Grave Secrets
- First edition (US)
- Author: Kathy Reichs
- Language: English
- Series: Temperance Brennan
- Genre: Crime
- Publisher: Scribner (US) Heinemann (UK)
- Publication date: 2002
- Publication place: United States
- Media type: Print (hardback & paperback)
- Pages: 448
- ISBN: 978-0-09-930730-3
- Preceded by: Fatal Voyage
- Followed by: Bare Bones

= Grave Secrets =

2002 novel by Kathy Reichs

Grave Secrets is the fifth novel by Kathy Reichs starring forensic anthropologist Temperance Brennan.

==Plot==
Brennan is searching for human remains in mass graves in Guatemala when two colleagues are ambushed and shot. Meanwhile, Sergeant-detective Bartolome "Bat" Galiano of the Guatemala National Civil Police seeks her help in identifying remains found in a septic tank behind a run-down hotel in Guatemala City; could it be one of four young women reported missing, one of whom is the daughter of the Canadian ambassador? Why does the District Attorney confiscate the remains? And what is the link to the American President's recent ruling on stem cell research?

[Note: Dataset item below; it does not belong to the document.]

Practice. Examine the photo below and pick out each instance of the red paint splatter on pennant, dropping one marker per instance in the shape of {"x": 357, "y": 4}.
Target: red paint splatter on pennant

With would-be lover Andrew Ryan becoming involved due to the Canadian link, and he and Galiano competing for her affections, Brennan tries to find out what happened to the missing girls and who is trying to stop her doing so.

== Reception ==
Publishers Weekly praised the author by stating "the author keeps the twists coming, and by the novel's climax, she has skillfully interwoven her many subplots and red herrings into a satisfying puddle of sex, sleaze, greed and gore."

However Kirkus Reviews delivered an opposing opinion declaring "the impossibly busy plot, linking every felony in the Western Hemisphere over a generation, clogs Tempe’s fifth (Fatal Voyage, 2001, etc.) as badly as that septic tank."